The theoretical physicist uses super-precise measuring devices called atomic clocks to detect whether the fundamental laws of physics, such as gravity and the speed of light, are constant across the universe.

That may not sound relevant to our everyday lives, but the results could help us understand why the universe seems to be perfectly tuned to our existence, and why we haven’t yet discovered life beyond our planet.

“If you change the numbers of these constants even slightly in either direction, life becomes impossible,” explains Berengut. “If we found out that the fundamentals of physics are slightly different in different parts of the universe, we could explain once and for all why we’re here.”

To measure these fundamental laws, Berengut and his team at the UNSW School of Physics needed a clock with unparalleled precision.

“The accuracy is kind of incredible,” he says. “We can now measure to a part in a billion billion. That’s like measuring the distance of Sydney to London down to the nearest atom.”

He found that by measuring the vibrations of highly charged ions, it was possible to create an atomic clock two orders of magnitudes better than the most sensitive clocks – so accurate, in fact, that it can measure the influence of invisible forces.

Using this clock, Berengut will be able to test phenomena like general relativity and dark matter. 

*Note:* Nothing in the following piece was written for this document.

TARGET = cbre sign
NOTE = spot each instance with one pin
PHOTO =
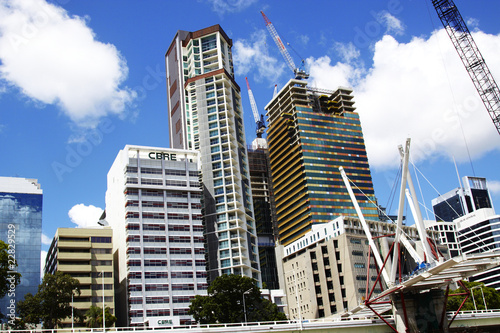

Previously, he worked with a group of astronomers at UNSW and Swinburne University of Technology measuring the fine-structure constant – a physical number that determines how strong electromagnetism is and, therefore, which types of matter can form – in distant galaxies spanning the entire universe. 

Their measurements suggested that the constant has different values in different parts of space, but only very slightly.

The find needs to be verified, but it suggests that our particular corner of the universe may not be that special after all.

“Whether it’s true or not, what we’ve done are the most sensitive tests so far to show that the universe is pretty homogeneous, and that means the ‘little green men’ could be anywhere in our visible universe,” says Berengut. “That’s interesting in itself.” 

As the atomic clock becomes more precise, the team will be able to measure even more tiny fluctuations in the laws of the universe, which means they’ll be able to independently check new astronomical findings in the lab.

“The Standard Model of Physics is not complete,” says Berengut. “What I’d like to do is provide the most accurate measurements possible so that one day someone much smarter than me can come up with a consistent Theory of Everything. I want to understand all the fundamental laws of the universe.”